Paris est une ville qui s’était embourgeoisée et dont, pour des raisons économiques, la population artisanale, ouvrière et domestique d’origine parisienne, avait commencé de migrer vers sa périphérie, opérant ainsi un clivage géographique et social qui n’existait pas auparavant, entre le cœur de la capitale et ses pourtours et enfin sa banlieue.

Lorsque Zapolska arrive à Paris, la France, et une bonne partie de l’Europe, commencent tout juste à se dégager d’une longue crise économique dont il reste de lourdes traces. Le développement industriel reprend avec vigueur et se confirmera… jusqu’à la Première Guerre mondiale. L’Exposition Universelle de 1889, qui va faire l’objet des premières chroniques parisiennes de notre héroïne pour des journaux de Varsovie, en est un signe annonciateur.

En revanche, Paris n’a pas attendu la reprise économique pour être le lieu d’un bouillonnement culturel intense. Son urbanisme novateur et la transformation de son tissu social y ont leur part. Le progrès technique aussi. Le chemin de fer, désormais entré dans les mœurs, favorise migrations et brassages.

La photographie remet en question une vision du monde qui nous entoure, dont l’artiste classique avait jusqu’alors un certain monopole.
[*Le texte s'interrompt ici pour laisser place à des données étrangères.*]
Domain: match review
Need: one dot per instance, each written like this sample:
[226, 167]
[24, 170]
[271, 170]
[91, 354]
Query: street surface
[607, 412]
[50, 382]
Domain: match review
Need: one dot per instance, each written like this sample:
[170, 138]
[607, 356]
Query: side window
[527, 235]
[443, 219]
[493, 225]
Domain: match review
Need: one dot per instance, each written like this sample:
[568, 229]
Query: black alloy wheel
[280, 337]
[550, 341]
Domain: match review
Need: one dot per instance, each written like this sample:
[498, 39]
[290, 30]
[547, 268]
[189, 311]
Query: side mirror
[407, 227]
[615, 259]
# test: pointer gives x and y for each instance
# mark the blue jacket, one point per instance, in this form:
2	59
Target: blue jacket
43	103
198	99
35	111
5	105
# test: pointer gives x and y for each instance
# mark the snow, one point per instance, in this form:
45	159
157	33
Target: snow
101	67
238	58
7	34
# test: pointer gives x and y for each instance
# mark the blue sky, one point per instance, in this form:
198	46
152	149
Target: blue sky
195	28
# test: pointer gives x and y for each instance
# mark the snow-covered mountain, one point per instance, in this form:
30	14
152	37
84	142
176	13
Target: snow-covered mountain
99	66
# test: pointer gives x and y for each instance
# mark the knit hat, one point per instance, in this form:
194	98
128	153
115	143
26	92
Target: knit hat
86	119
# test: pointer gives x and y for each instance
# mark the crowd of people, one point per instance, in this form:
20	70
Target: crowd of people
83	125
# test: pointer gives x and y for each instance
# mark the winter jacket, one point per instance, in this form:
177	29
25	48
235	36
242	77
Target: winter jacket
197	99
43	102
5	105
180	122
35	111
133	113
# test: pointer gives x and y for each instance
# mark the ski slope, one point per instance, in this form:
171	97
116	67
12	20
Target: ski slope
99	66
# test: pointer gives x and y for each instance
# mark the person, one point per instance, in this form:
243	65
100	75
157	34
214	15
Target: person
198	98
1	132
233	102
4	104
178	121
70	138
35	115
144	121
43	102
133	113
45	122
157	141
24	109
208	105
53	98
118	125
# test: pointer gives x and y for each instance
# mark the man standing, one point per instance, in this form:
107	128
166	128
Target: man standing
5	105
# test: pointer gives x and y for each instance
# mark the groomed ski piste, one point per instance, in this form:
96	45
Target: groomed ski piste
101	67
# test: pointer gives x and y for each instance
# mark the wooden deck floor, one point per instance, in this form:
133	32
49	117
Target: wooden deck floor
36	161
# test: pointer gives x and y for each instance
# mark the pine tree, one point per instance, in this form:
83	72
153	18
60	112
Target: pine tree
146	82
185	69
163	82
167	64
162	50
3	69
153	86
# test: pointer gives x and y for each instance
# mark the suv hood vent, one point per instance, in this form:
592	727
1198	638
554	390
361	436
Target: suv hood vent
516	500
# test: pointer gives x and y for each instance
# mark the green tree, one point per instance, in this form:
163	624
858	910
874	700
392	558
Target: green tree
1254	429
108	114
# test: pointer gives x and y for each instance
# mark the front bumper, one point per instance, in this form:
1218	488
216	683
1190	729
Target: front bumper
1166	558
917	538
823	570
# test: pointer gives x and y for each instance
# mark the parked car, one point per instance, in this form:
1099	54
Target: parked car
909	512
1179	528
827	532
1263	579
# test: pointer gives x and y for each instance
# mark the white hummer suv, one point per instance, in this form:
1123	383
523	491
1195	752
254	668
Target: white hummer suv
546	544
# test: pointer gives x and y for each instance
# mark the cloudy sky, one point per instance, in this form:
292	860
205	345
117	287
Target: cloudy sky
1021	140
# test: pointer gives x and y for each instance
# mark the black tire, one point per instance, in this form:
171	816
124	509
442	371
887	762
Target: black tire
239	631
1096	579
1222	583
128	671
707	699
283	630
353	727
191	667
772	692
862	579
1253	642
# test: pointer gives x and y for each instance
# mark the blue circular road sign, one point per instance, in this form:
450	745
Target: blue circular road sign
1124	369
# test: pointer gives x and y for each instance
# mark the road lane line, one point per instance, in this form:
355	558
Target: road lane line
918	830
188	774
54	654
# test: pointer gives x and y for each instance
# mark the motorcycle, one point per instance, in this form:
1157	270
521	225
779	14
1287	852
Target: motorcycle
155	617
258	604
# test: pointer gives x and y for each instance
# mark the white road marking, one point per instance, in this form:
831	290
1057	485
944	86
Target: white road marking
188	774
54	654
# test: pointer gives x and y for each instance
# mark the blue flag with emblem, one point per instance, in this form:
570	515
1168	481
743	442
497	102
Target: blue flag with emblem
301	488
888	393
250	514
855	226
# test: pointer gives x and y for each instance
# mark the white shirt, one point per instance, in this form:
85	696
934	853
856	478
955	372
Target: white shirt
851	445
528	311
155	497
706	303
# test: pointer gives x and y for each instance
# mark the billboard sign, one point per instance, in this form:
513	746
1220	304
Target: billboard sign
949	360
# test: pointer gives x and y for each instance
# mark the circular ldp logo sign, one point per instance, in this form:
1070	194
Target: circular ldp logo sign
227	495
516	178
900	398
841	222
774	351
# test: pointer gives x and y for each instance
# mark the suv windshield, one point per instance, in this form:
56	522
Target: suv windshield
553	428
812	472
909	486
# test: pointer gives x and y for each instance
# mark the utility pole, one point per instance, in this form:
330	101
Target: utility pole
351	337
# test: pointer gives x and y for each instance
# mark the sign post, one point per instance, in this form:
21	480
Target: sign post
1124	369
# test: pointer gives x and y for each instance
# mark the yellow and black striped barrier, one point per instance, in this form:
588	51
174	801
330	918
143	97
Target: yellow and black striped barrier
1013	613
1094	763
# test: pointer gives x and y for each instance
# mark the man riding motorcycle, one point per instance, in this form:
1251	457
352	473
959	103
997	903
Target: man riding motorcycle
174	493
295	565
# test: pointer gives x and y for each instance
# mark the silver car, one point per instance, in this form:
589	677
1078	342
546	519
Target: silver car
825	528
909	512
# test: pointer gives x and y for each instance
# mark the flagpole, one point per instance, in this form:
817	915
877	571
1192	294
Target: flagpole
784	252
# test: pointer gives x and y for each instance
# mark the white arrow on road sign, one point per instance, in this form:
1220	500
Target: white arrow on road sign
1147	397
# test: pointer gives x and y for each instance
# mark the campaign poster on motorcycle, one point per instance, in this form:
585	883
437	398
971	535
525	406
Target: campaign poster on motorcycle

Le gaz, qui commence à être disponible à tous les étages pour accroître le confort des logements, se fraie aussi un chemin dans les lieux publics – ce qui bouleverse une conception du spectacle jusqu’alors dépendante de l’éclairage à la bougie. Et l’électricité s’apprête à prendre le relais.

Bien que le qualificatif de Ville-Lumière donné à Paris remonte à bien avant dans le temps, c’est surtout à cette époque qu’il est particulièrement attaché. Car il déborde, et de loin, le seul éclairage des rues – d’autres grandes villes européennes sont aussi avancées sur ce plan. Il englobe en effet de toutes autres dimensions : culturelles, artistiques et sociales.

C’est notamment à ce titre que la capitale de la France attire de nombreux étrangers et des artistes qui tentent de la décrire et expérimentent de nouvelles manières d’en représenter les multiples aspects. Cela se conjugue à un foisonnement de styles : sur le plan pictural se succèdent les impressionnistes, les pointillistes, ainsi que des théoriciens de la palette, tel Sérusier – si cher à Zapolska – au sein du groupe des Nabis, et beaucoup d’autres. La littérature et les théâtres ne sont pas de reste, qui échangent et vibrent au rythme d’idées proches et des inventions nouvelles.

Sous la lumière : des paillettes, des zones obscures
C’est au regard que Gabriela Zapolska porte sur Paris – capitale du monde et Ville-Lumière – que nous allons nous intéresser. Mais il ne s’agit pas de n’importe quel regard. De toute évidence, cette lumière la frappe – au sens propre et au sens figuré. Elle a dix ans de métier de comédienne derrière elle. Venue à Paris pour se perfectionner dans l’art dramatique et si possible y percer, comment pourrait-elle être insensible aux effets de l’éclairage ?

En Pologne, elle avait écrit des nouvelles, elle avait adapté pour sa troupe quelques pièces françaises, elle s’était colletée, parfois vigoureusement avec le monde littéraire varsovien : autant d’expériences qui faisaient que, une fois arrivée en France, ces dimensions de la vie culturelle et sociale ne pouvait lui échapper.

Mais si lumière permet de mieux discerner ce qu’elle éclaire, elle peut aussi éblouir et accrocher le regard sur les paillettes. Et masquer ce qui reste dans l’ombre, d’une réalité plus sordide.